Wednesday, 10 July 2013

Guildford Inside Out - Culture and entertainment

In July each year for the past  five years, a three day pop music festival called Guilfest has been staged in an open park just down the hill from where I live. This is one of the largest events in the South East, and I had planned to include photographs of this event from the time that I had first thought of Guildford Inside Out. In 2011, I scouted around the outskirts of the festival with my camera, just before I started this course. In July 2012, we got tickets for the festival and I photographed various aspects of the festival which I planned to use for this project.
Image 9 - Music festival - fun costumes


















Nikon 18-200mm at 200 mm; Iso 200 f7,1 for 1/125th second
For me, one of the surprising things about the festival was the large number of people dressed up in all sorts of bizarre and colourful clothing. The festival is an opportunity for ordinary people to express their individuality. I selected this photograph for inclusion in the set for this assignment as I felt it was visually one of the strongest and because it was the most colourful.
The composition also is susceptible to tipping the horizon to align with the eye line of the central figure. There are a number of photos in the Jakarta Inside Out book with a sloping horizon that worked to add interest to the composition. In this case, the horizon is not a major element in the composition, but I considered it was worth trying Nadav Kander's maxim, that it is good to include a visual element that is "not quite right".
The photograph was taken at about 7 o'clock in the evening when the sun was relatively low in the sky.
I chose image 9 in preference to another with a similar subject:
Headdress
















Image 10 - Passion play
 

Nikon 18-200mm at 200mm: Iso 200 f8 for 1/180th of a second
On Easter Saturday, a Passion Play was performed in High Street. There was a large group of colourfully dressed performers making quite a spectacle. The weather was overcast but reasonably bright, allowing a reasonable shutter speed. The players moved in amongst the crowd of onlookers at quite a pace, which made taking photos quite a challenge: first to follow the action and then to get a clear viewpoint.
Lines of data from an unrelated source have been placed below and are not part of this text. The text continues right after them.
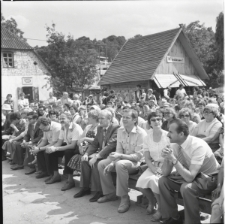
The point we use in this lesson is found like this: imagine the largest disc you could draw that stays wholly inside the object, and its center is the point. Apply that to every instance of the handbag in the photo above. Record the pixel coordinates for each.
(206, 182)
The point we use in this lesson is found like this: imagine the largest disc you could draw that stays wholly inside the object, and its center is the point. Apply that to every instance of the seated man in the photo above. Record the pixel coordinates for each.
(124, 161)
(32, 137)
(51, 132)
(103, 144)
(190, 156)
(65, 146)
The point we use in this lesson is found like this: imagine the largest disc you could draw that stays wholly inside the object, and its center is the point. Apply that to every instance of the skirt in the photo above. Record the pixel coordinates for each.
(75, 162)
(148, 180)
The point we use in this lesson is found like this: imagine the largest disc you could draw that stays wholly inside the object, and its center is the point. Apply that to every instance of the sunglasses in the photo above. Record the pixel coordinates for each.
(182, 116)
(156, 119)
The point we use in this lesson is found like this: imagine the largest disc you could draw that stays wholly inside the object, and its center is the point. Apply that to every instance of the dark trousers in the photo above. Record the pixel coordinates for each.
(43, 162)
(18, 156)
(53, 159)
(90, 176)
(189, 192)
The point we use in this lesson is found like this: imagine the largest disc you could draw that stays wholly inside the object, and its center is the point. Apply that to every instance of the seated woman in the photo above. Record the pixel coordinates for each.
(85, 139)
(185, 115)
(70, 133)
(168, 114)
(209, 128)
(190, 105)
(154, 142)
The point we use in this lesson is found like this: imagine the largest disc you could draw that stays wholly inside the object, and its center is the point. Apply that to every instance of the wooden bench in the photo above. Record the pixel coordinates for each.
(204, 201)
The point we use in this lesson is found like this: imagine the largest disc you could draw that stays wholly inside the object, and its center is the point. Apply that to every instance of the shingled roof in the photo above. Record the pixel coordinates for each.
(12, 41)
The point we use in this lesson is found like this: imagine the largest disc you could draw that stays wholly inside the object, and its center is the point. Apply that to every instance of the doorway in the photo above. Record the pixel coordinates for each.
(28, 91)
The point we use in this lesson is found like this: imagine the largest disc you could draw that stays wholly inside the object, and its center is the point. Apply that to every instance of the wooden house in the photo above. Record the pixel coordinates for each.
(22, 70)
(155, 61)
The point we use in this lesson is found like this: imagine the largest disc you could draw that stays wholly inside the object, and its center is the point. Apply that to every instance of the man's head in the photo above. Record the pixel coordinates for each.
(32, 117)
(130, 117)
(65, 95)
(6, 108)
(178, 131)
(15, 117)
(45, 124)
(41, 110)
(52, 115)
(65, 119)
(138, 87)
(22, 95)
(105, 118)
(9, 96)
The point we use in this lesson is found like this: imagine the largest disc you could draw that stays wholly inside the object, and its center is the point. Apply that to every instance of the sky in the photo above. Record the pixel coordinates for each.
(100, 19)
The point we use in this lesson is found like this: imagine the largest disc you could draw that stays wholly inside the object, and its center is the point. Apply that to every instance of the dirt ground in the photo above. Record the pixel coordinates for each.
(27, 200)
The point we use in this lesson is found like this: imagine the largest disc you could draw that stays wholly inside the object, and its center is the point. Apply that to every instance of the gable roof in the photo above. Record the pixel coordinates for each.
(139, 58)
(12, 41)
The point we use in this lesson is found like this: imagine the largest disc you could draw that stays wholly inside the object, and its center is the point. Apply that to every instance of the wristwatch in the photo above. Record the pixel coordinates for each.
(175, 162)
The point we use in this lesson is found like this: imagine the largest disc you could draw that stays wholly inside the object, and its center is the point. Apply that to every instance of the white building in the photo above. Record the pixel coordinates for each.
(22, 70)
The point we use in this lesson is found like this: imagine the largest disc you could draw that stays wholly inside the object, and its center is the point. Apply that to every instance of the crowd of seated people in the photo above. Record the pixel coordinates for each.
(179, 139)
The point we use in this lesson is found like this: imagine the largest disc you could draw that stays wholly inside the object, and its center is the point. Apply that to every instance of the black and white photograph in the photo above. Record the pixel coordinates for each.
(112, 112)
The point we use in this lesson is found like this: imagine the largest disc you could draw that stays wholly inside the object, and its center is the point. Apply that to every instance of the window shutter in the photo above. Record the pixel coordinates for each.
(36, 94)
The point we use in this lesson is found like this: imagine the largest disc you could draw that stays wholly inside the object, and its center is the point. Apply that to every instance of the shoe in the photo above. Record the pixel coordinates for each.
(30, 172)
(156, 217)
(173, 221)
(108, 197)
(82, 193)
(41, 175)
(96, 197)
(48, 178)
(68, 186)
(124, 205)
(150, 210)
(54, 180)
(17, 167)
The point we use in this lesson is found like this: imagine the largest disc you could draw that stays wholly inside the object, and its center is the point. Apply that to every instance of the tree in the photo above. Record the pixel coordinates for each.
(219, 36)
(202, 40)
(71, 61)
(12, 26)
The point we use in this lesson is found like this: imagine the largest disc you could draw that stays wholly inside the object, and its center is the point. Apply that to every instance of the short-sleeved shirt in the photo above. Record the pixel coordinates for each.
(197, 152)
(181, 92)
(132, 143)
(73, 134)
(53, 134)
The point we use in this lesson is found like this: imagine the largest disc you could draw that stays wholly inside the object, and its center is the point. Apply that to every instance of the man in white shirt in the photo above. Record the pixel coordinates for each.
(190, 156)
(69, 134)
(51, 132)
(22, 102)
(125, 161)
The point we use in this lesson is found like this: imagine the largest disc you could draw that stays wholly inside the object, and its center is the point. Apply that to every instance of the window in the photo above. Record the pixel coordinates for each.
(8, 60)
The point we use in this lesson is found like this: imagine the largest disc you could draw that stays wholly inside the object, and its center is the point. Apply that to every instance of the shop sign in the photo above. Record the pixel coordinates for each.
(172, 59)
(27, 81)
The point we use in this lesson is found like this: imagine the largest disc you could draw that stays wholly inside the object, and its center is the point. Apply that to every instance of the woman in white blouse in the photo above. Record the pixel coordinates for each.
(185, 114)
(154, 142)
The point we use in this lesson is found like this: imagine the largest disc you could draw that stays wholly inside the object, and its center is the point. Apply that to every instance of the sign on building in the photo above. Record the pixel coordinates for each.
(172, 59)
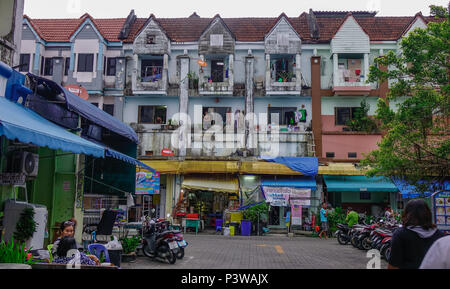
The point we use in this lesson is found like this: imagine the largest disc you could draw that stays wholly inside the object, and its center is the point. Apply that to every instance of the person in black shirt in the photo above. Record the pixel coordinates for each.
(411, 242)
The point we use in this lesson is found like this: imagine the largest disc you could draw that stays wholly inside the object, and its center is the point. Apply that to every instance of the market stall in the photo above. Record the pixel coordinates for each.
(208, 198)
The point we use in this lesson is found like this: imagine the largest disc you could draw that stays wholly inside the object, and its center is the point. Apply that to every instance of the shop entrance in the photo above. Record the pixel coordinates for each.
(276, 217)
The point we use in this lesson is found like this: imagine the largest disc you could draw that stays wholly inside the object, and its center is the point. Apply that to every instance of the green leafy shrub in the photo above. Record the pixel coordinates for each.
(15, 253)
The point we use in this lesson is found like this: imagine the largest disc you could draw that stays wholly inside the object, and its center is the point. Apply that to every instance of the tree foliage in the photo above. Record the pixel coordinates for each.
(417, 121)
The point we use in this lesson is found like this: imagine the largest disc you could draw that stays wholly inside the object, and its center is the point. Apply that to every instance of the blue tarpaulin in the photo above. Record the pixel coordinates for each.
(409, 191)
(336, 183)
(90, 112)
(306, 165)
(23, 124)
(120, 156)
(307, 182)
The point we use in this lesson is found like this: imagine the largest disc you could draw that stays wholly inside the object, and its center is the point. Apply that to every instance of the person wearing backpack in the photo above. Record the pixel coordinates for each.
(411, 242)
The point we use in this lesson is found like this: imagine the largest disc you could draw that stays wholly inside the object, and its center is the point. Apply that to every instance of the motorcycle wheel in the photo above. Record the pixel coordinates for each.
(354, 241)
(146, 251)
(387, 253)
(341, 239)
(180, 253)
(365, 244)
(171, 258)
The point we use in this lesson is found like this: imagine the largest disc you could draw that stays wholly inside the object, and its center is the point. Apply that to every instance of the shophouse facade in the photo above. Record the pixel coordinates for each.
(175, 79)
I selected this image showing the actor playing Jesus addressing one of the pharisees in the temple for two reasons:

  • The gaze and hand gesture of Jesus and the flinching posture of the pharisee make a strong subject. 
  • I liked the expressions of the onlookers, adults and children in the background. Whilst a plain background would have been more striking, the faces encourage a viewer to spend a little more time browsing the image.  

The colours of the main subjects are rather muted with brown and beige predominant. Viewed in the context of the set of ten photographs, I decided that the overall effect is sufficiently colourful and bright.